The ideal candidate will have a strong background in SRE principles, platform engineering, and security, with a proven ability to drive improvements in system reliability, performance, and security.
Key Responsibilities :
Site Reliability Engineering (SRE) : Implement and manage SRE practices to ensure high availability, reliability, and performance of our systems and services.
Develop and maintain Service Level Objectives (SLOs), Service Level Indicators (SLIs), and Service Level Agreements (SLAs).
Monitor and analyze system performance, identifying and addressing reliability issues proactively.
Automate operational tasks to reduce manual intervention and improve system efficiency.
Developer Platform : Enhance and maintain the developer platform to support efficient and scalable software development.
Collaborate with engineering teams to improve CI / CD pipelines, streamline development workflows, and optimize deployment processes.
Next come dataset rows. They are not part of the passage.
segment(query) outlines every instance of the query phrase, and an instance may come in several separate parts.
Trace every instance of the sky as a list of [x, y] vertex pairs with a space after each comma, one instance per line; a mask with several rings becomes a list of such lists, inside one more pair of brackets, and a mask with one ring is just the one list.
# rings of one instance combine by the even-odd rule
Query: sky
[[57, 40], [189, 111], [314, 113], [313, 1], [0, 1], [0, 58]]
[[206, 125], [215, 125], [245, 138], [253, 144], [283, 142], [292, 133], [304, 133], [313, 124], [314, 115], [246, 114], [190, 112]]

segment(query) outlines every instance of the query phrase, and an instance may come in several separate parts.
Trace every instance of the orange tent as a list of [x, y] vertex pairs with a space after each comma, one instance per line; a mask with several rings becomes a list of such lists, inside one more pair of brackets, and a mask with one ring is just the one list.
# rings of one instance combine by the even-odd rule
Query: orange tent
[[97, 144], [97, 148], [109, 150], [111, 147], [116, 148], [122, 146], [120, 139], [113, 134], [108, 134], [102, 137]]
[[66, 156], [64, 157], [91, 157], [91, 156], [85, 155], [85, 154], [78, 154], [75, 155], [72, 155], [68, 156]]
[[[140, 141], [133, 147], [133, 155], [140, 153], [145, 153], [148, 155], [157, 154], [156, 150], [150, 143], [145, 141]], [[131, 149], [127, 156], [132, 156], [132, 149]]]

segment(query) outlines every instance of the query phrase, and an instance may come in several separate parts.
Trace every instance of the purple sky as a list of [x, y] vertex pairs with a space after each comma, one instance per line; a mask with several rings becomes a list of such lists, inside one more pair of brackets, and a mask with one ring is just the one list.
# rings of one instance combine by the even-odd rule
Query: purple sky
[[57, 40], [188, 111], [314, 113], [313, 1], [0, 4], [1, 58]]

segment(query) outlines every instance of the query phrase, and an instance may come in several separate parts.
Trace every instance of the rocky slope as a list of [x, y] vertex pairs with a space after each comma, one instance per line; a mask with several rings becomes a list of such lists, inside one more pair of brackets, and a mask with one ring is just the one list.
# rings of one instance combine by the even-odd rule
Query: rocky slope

Ensure that development tools and environments are up-to-date, reliable, and scalable.
Security : Implement and manage security practices to protect our systems and data from threats.
Conduct regular security assessments and vulnerability scans to identify and mitigate risks.
Collaborate with security teams to enforce security policies and ensure compliance by default.
Collaboration and Leadership : Lead with a product mindset, building tools that developers find intuitive and easy to use.
Work closely with cross-functional teams to support and improve system reliability, performance, and security.
Mentor and provide technical guidance to junior team members.
Stay updated with industry trends and best practices, applying them to improve our systems and processes.